Privacy Shield - Uncertainties Remain

On 12 July 2016, the European Commission adopted the EU-US Privacy Shield as a replacement for the Safe Harbor mechanism, which had previously been declared invalid by the Court of Justice of the EU.

Around two weeks after the Commission's announcement, the Article 29 Working Party (the EU Data Protection Regulators) issued their statement on the decision. Although not fully endorsing Privacy Shield, and expressing concerns over a number of issues, the Working Party agreed not to launch any legal challenge to it for at least a year.

The US Department of Commerce (DoC) began to accept applications from US companies to sign up to Privacy Shield on 1 August. The number of applications and acceptances has been impressive.

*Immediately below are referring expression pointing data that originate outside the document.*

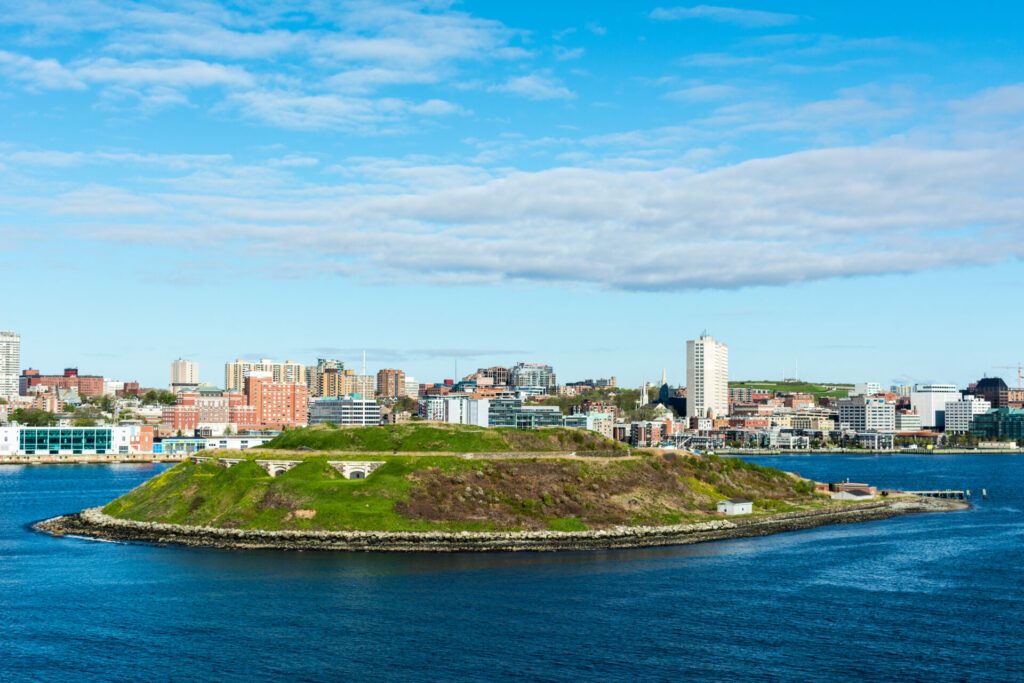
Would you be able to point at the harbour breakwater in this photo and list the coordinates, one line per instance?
(93, 522)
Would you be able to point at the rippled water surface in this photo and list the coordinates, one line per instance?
(914, 598)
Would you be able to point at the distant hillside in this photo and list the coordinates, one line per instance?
(824, 389)
(437, 437)
(423, 493)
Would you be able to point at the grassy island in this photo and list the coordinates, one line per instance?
(466, 489)
(520, 492)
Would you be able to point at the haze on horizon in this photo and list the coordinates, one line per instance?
(587, 184)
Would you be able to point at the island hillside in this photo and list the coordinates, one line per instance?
(410, 493)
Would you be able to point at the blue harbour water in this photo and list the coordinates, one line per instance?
(923, 597)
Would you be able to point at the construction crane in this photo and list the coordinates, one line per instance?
(1020, 373)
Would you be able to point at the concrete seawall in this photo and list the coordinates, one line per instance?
(92, 522)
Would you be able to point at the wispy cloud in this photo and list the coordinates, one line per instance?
(38, 74)
(535, 86)
(743, 17)
(796, 217)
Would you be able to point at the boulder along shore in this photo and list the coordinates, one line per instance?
(93, 523)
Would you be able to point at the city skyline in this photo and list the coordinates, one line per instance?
(824, 187)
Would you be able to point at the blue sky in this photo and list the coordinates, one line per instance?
(839, 185)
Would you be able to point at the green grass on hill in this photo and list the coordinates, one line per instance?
(822, 389)
(438, 437)
(420, 493)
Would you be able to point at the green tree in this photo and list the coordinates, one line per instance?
(159, 396)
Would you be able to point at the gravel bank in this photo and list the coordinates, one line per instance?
(93, 523)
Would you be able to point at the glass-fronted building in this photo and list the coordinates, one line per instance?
(339, 411)
(1001, 424)
(511, 413)
(59, 440)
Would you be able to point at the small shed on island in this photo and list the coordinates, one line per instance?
(736, 506)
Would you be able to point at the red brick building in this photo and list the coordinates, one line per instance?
(278, 404)
(86, 385)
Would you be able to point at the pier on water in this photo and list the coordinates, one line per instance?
(961, 495)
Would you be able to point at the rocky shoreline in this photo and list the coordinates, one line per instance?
(93, 523)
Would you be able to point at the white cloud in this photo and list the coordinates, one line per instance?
(165, 73)
(535, 86)
(38, 74)
(437, 108)
(705, 92)
(743, 17)
(797, 217)
(564, 53)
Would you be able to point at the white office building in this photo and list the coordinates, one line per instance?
(960, 413)
(707, 378)
(184, 374)
(10, 364)
(537, 376)
(930, 401)
(457, 410)
(288, 372)
(865, 413)
(866, 389)
(907, 422)
(338, 411)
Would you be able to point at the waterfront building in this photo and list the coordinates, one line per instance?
(736, 506)
(208, 410)
(958, 414)
(749, 394)
(188, 445)
(866, 389)
(10, 364)
(707, 378)
(930, 402)
(457, 410)
(602, 423)
(289, 371)
(901, 390)
(184, 374)
(390, 383)
(992, 389)
(276, 404)
(121, 439)
(512, 413)
(866, 413)
(812, 421)
(339, 411)
(1000, 424)
(907, 421)
(86, 385)
(316, 375)
(537, 377)
(877, 440)
(499, 375)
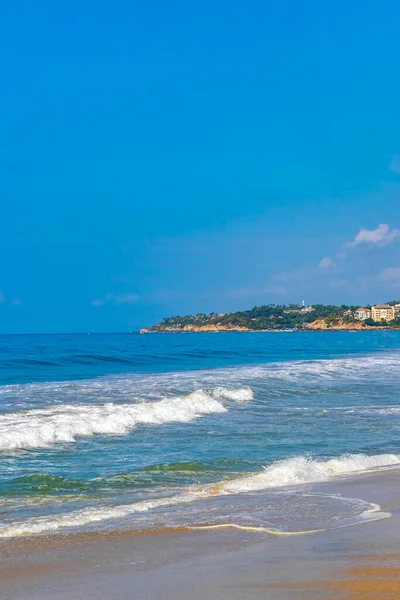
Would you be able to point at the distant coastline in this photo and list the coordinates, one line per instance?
(289, 318)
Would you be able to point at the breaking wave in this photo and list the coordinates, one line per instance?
(281, 474)
(39, 428)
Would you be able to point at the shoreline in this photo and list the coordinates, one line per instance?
(305, 330)
(356, 562)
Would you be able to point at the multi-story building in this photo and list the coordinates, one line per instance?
(383, 312)
(362, 313)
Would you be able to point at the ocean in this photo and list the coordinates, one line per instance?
(149, 432)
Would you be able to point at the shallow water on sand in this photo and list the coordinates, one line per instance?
(143, 432)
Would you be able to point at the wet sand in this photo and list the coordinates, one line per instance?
(361, 562)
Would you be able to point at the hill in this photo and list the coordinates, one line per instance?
(267, 317)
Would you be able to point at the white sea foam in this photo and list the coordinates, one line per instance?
(238, 395)
(41, 428)
(300, 470)
(290, 472)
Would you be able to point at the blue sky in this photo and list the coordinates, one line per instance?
(166, 158)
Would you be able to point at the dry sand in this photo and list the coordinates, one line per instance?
(354, 563)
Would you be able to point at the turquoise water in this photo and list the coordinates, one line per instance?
(150, 431)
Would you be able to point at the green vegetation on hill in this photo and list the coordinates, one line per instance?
(259, 318)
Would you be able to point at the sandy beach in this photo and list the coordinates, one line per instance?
(357, 563)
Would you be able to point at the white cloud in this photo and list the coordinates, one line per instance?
(395, 164)
(325, 263)
(382, 236)
(126, 299)
(275, 289)
(119, 299)
(390, 275)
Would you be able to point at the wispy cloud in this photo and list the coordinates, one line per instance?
(115, 299)
(126, 299)
(382, 236)
(394, 164)
(391, 276)
(325, 263)
(275, 289)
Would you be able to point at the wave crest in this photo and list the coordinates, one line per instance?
(41, 428)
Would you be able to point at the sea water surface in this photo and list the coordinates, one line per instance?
(146, 432)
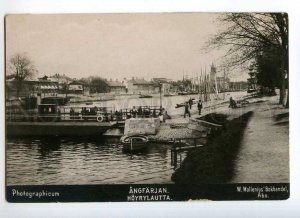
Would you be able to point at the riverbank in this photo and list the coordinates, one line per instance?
(252, 148)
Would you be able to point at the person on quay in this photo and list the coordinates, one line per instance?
(199, 106)
(186, 109)
(190, 103)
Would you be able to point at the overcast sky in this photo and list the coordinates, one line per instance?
(115, 45)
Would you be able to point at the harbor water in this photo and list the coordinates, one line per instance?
(49, 161)
(84, 161)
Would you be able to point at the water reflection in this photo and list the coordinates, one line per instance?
(84, 161)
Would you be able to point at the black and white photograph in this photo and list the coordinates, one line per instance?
(126, 107)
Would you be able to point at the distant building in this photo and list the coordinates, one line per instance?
(141, 86)
(30, 87)
(116, 87)
(238, 86)
(165, 84)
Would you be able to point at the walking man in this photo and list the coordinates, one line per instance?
(190, 103)
(186, 109)
(199, 106)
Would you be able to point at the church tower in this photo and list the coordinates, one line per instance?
(213, 71)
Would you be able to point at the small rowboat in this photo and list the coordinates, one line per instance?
(133, 143)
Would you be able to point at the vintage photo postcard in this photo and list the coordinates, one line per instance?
(146, 107)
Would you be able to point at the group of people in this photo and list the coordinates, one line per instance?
(189, 103)
(188, 106)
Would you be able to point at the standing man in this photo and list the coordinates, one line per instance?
(190, 103)
(199, 106)
(186, 109)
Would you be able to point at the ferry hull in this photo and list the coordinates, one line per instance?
(56, 128)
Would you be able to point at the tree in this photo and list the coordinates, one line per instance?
(247, 35)
(20, 69)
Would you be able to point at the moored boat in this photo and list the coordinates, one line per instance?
(145, 96)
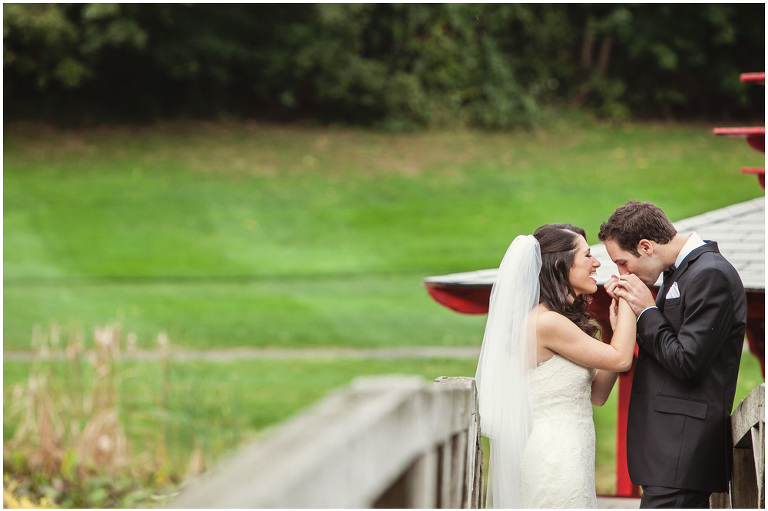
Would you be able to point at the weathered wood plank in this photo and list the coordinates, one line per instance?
(375, 436)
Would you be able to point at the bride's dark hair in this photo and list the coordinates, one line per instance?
(558, 243)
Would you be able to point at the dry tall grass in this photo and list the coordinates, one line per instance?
(68, 416)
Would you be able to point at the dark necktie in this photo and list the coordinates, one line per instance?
(667, 275)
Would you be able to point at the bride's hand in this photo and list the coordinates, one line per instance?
(614, 313)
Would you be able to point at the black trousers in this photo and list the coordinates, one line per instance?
(660, 497)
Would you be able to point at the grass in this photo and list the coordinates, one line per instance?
(249, 235)
(216, 405)
(236, 235)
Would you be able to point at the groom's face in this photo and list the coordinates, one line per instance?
(645, 266)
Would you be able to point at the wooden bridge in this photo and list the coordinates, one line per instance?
(401, 442)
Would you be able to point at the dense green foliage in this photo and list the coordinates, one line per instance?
(218, 404)
(398, 66)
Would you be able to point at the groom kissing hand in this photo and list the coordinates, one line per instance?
(690, 340)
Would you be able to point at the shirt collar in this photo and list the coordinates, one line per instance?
(694, 242)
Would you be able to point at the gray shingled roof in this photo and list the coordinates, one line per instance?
(738, 229)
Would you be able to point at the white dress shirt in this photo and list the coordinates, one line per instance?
(694, 242)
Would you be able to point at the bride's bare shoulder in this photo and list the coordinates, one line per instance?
(550, 322)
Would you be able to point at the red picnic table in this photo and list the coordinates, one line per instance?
(739, 230)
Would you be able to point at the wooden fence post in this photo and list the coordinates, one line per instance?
(387, 442)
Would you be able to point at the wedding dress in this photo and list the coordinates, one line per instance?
(558, 464)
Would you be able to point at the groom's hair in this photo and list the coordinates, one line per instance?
(558, 244)
(635, 221)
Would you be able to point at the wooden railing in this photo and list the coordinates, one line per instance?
(389, 442)
(747, 487)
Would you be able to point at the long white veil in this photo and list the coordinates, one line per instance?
(507, 355)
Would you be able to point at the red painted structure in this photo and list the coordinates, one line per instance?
(473, 299)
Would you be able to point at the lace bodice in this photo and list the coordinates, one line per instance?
(559, 459)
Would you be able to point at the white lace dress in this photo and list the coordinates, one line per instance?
(559, 458)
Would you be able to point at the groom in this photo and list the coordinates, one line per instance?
(690, 341)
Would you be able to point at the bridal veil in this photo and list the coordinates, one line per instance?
(507, 356)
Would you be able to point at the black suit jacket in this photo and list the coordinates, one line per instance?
(678, 429)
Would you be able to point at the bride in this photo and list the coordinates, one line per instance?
(541, 369)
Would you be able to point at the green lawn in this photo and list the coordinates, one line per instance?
(216, 405)
(250, 235)
(237, 235)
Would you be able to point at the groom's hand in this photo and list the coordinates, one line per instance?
(635, 292)
(610, 286)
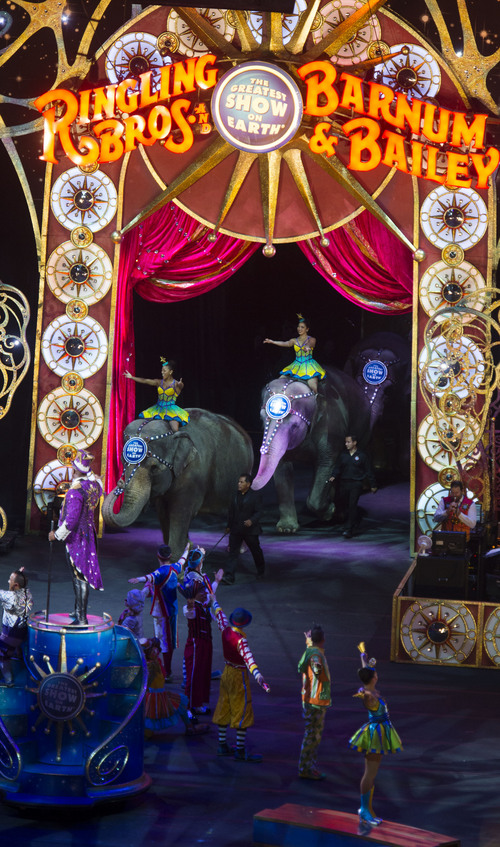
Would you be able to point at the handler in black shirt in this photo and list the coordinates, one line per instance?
(243, 525)
(350, 470)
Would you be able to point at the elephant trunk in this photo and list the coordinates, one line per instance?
(135, 497)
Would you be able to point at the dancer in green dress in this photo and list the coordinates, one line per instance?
(304, 368)
(375, 738)
(168, 390)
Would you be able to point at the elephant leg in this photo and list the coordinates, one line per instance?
(164, 518)
(283, 481)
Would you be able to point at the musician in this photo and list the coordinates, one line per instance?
(456, 513)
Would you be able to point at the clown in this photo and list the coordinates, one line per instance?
(163, 584)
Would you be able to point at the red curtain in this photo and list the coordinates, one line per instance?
(169, 258)
(366, 263)
(165, 259)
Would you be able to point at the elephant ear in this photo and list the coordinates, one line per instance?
(185, 453)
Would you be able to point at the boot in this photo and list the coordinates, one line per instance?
(74, 614)
(370, 806)
(364, 813)
(82, 597)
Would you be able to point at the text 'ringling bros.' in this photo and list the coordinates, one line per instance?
(110, 111)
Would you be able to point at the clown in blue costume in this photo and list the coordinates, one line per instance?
(168, 390)
(163, 585)
(304, 368)
(375, 738)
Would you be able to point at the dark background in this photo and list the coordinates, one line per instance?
(216, 338)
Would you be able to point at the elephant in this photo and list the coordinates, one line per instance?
(314, 431)
(193, 470)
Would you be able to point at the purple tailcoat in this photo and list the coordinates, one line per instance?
(76, 528)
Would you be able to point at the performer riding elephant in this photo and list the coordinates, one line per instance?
(190, 471)
(311, 428)
(312, 431)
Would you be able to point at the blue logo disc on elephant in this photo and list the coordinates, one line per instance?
(278, 406)
(375, 372)
(135, 451)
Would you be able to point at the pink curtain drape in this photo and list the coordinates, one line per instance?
(165, 259)
(365, 263)
(169, 258)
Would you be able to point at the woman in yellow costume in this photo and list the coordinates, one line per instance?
(304, 368)
(168, 391)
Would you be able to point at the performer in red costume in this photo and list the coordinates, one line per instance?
(456, 513)
(234, 707)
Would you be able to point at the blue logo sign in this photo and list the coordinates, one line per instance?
(135, 451)
(375, 372)
(278, 406)
(257, 107)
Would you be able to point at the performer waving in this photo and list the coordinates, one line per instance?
(304, 368)
(375, 738)
(168, 390)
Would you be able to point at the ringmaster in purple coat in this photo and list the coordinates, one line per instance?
(76, 528)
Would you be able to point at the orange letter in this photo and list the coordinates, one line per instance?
(353, 93)
(161, 128)
(485, 171)
(440, 134)
(134, 132)
(408, 113)
(317, 86)
(126, 101)
(432, 154)
(205, 79)
(59, 126)
(184, 77)
(416, 158)
(395, 153)
(104, 102)
(381, 98)
(110, 133)
(361, 143)
(147, 96)
(458, 171)
(187, 132)
(462, 131)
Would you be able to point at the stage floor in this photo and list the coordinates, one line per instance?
(445, 780)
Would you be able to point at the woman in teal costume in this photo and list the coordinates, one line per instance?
(375, 738)
(168, 391)
(304, 368)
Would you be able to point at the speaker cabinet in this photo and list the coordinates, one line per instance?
(441, 576)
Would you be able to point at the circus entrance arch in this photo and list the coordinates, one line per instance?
(236, 129)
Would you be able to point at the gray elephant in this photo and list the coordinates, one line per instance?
(313, 432)
(190, 471)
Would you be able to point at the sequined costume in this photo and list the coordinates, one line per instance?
(16, 608)
(76, 528)
(304, 367)
(166, 408)
(162, 708)
(377, 735)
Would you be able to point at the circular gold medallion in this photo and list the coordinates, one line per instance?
(81, 236)
(72, 383)
(89, 169)
(66, 454)
(77, 309)
(452, 254)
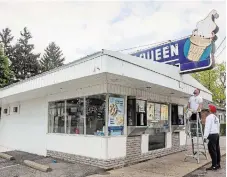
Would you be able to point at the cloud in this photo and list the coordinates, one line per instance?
(81, 28)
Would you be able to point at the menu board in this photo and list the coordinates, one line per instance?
(116, 112)
(157, 111)
(150, 112)
(164, 112)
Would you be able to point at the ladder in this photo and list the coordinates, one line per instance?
(194, 130)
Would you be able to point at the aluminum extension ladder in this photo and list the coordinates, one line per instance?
(194, 130)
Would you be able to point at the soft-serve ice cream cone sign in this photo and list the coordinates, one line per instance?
(193, 53)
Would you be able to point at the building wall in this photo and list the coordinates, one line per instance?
(26, 130)
(30, 128)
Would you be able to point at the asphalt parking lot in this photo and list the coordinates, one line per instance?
(202, 171)
(16, 168)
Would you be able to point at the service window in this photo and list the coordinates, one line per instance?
(158, 122)
(177, 113)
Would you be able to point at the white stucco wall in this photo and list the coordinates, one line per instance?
(116, 147)
(89, 146)
(25, 131)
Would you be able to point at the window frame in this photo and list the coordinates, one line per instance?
(84, 117)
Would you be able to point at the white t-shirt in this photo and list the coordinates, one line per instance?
(194, 102)
(212, 125)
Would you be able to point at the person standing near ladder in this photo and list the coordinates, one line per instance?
(211, 132)
(195, 104)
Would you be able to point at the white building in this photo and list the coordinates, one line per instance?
(93, 110)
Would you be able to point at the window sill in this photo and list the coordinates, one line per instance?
(82, 135)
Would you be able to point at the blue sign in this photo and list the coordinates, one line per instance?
(182, 53)
(191, 54)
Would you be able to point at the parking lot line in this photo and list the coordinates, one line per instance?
(9, 166)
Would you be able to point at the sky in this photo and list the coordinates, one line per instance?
(81, 28)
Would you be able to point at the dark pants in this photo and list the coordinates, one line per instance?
(214, 149)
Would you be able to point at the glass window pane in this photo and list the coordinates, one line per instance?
(56, 117)
(75, 116)
(95, 115)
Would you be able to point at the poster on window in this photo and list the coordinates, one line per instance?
(150, 112)
(181, 115)
(116, 112)
(157, 112)
(164, 112)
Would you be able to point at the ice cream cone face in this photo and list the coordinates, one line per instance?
(197, 47)
(202, 37)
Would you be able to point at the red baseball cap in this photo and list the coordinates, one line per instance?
(212, 108)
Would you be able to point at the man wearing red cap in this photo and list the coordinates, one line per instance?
(211, 132)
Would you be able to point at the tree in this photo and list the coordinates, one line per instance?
(5, 72)
(52, 58)
(6, 39)
(25, 63)
(215, 81)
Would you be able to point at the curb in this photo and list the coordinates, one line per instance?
(6, 156)
(37, 166)
(224, 154)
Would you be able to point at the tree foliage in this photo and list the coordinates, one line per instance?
(215, 81)
(6, 39)
(52, 58)
(25, 63)
(5, 72)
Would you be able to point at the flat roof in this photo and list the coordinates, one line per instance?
(42, 80)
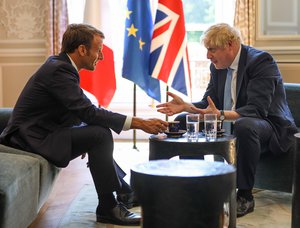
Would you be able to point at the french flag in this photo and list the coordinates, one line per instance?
(102, 81)
(168, 54)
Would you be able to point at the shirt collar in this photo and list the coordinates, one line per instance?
(235, 63)
(73, 64)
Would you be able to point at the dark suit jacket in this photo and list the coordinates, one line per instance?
(260, 94)
(49, 105)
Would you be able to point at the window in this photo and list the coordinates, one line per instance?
(199, 15)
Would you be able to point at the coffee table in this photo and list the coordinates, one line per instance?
(183, 193)
(163, 147)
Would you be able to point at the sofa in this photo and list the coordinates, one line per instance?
(276, 172)
(26, 180)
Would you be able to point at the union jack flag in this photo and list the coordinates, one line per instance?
(168, 54)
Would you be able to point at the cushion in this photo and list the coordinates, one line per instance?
(48, 172)
(19, 184)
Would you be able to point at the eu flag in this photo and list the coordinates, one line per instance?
(138, 35)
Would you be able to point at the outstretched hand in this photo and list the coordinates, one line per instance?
(151, 126)
(176, 105)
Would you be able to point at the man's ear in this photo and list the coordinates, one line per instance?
(82, 50)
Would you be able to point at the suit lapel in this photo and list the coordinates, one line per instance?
(241, 70)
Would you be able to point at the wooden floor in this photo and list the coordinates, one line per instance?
(67, 186)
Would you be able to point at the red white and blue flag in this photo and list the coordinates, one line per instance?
(168, 54)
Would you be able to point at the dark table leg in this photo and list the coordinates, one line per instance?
(167, 150)
(296, 186)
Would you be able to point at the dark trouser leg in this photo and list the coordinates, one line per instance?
(98, 143)
(251, 135)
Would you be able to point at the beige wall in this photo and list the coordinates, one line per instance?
(22, 45)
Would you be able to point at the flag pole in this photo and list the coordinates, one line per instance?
(134, 114)
(167, 100)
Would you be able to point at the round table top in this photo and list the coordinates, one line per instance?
(183, 168)
(183, 139)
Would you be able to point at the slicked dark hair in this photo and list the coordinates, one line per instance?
(78, 34)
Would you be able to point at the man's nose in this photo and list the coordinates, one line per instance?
(101, 56)
(208, 55)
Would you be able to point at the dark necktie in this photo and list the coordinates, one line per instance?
(228, 99)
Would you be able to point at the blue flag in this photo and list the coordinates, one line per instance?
(138, 35)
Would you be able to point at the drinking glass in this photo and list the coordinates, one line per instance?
(210, 126)
(192, 127)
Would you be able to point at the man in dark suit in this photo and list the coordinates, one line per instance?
(257, 104)
(53, 117)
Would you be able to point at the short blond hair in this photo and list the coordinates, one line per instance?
(219, 35)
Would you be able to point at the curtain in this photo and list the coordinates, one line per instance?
(244, 19)
(56, 24)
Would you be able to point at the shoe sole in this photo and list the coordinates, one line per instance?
(247, 212)
(109, 221)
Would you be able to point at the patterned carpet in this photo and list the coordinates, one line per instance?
(272, 209)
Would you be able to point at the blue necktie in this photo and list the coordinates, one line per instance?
(227, 99)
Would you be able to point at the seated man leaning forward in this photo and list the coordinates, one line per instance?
(256, 106)
(53, 118)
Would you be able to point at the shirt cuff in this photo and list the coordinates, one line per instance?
(127, 123)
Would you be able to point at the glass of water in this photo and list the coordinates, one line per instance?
(210, 126)
(192, 127)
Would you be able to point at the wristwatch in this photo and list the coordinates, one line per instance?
(222, 116)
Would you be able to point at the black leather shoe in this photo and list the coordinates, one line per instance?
(119, 215)
(244, 206)
(129, 199)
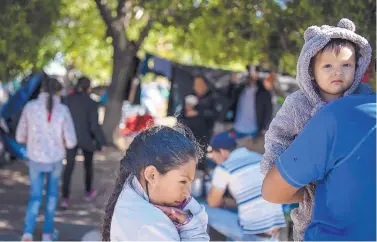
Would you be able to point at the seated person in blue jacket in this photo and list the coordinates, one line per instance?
(238, 171)
(337, 150)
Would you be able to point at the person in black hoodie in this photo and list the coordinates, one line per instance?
(199, 113)
(90, 137)
(252, 105)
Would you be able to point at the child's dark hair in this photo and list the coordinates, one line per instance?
(334, 45)
(160, 146)
(51, 86)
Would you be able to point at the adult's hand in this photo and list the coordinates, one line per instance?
(175, 214)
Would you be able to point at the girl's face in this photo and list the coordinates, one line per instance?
(200, 87)
(334, 73)
(173, 187)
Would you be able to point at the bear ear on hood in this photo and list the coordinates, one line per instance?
(346, 24)
(311, 32)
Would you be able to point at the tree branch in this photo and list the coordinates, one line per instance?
(105, 13)
(144, 32)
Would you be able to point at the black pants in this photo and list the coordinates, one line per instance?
(71, 159)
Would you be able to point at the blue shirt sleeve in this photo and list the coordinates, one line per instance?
(308, 157)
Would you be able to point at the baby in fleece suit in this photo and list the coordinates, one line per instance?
(331, 65)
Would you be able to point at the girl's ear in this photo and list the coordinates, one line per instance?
(150, 174)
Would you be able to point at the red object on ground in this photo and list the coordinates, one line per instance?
(135, 123)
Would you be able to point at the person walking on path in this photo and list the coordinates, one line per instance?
(47, 128)
(90, 137)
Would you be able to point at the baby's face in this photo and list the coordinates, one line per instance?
(334, 73)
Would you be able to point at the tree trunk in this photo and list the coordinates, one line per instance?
(123, 61)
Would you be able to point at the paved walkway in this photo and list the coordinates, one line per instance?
(74, 223)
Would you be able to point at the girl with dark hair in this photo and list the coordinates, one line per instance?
(151, 199)
(46, 127)
(90, 137)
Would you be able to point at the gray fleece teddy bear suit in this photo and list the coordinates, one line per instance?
(303, 104)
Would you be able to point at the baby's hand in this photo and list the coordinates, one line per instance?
(175, 214)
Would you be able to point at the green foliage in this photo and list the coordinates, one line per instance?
(225, 34)
(23, 24)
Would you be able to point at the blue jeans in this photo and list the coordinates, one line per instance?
(240, 135)
(226, 222)
(37, 178)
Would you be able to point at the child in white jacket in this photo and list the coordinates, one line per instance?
(151, 199)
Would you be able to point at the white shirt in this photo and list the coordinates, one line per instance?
(240, 173)
(246, 116)
(135, 219)
(46, 141)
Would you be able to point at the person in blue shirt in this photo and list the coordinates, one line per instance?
(337, 150)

In a period of just one calendar month, the DoC has decided that the privacy policies of 103 US companies comply with the Privacy Shield standards. As of 1 September, the DoC confirmed that it was also reviewing the policies of a further 190 companies and additional 250 companies were submitting their policies.

The numbers of those who have been successful in applying, and who are waiting in line, is testament to the attractiveness of Privacy Shield to US companies who process personal data from the EU.

One significant point is that although the DoC is determining whether a company's policy meets the Privacy Shield standard it is not considering the more important issue of whether the applicant companies comply with those privacy policies. Drafting a compliant policy is a relatively easy step. Complying with it is another thing entirely.

The Commission and the US Government are happy with Privacy Shield. Andrus Ansip confidently stated that "it will protect the personal data of our people and provide clarity for businesses." The US Secretary of Commerce Penny Pritzker said that it "is a tremendous victory for privacy, individuals, and businesses on both sides of the Atlantic.", The Article 29 Working Party is content for now, and US companies are signing up in significant numbers.

However, two unanswered questions remain. Will EU data controllers be willing to rely on a data importer's Privacy Shield certification? How will data subjects react to a data controller transferring their information under that mechanism?

EU data controllers remain legally responsible for the transferred data. Knowing that a US company has had its privacy policy vetted and accepted by the DoC is an important step. But, a controller considering transferring data under the Privacy Shield would be wise to undertake their own due diligence to ensure that their data is being appropriately protected by the importing US company. No doubt, some controllers will insist on additional measures or alternative methods to protect their data.

Although the regulators may be granting Privacy Shield a year's grace, and as Max Schrems has demonstrated, individual data subjects can exercise their rights to influence EU data protection law. Data subjects could potentially challenge a data controller's reliance on Privacy Shield. Such individuals, unhampered by the Working Party's grace period, could bypass EU data protection regulators and seek to test Privacy Shield's validity through the courts.

There is no doubt that personal data will continue to flow across the Atlantic. The uncertainty lies in whether the flow will be interrupted.

The content of this article is intended to provide a general guide to the subject matter. Specialist advice should be sought about your specific circumstances.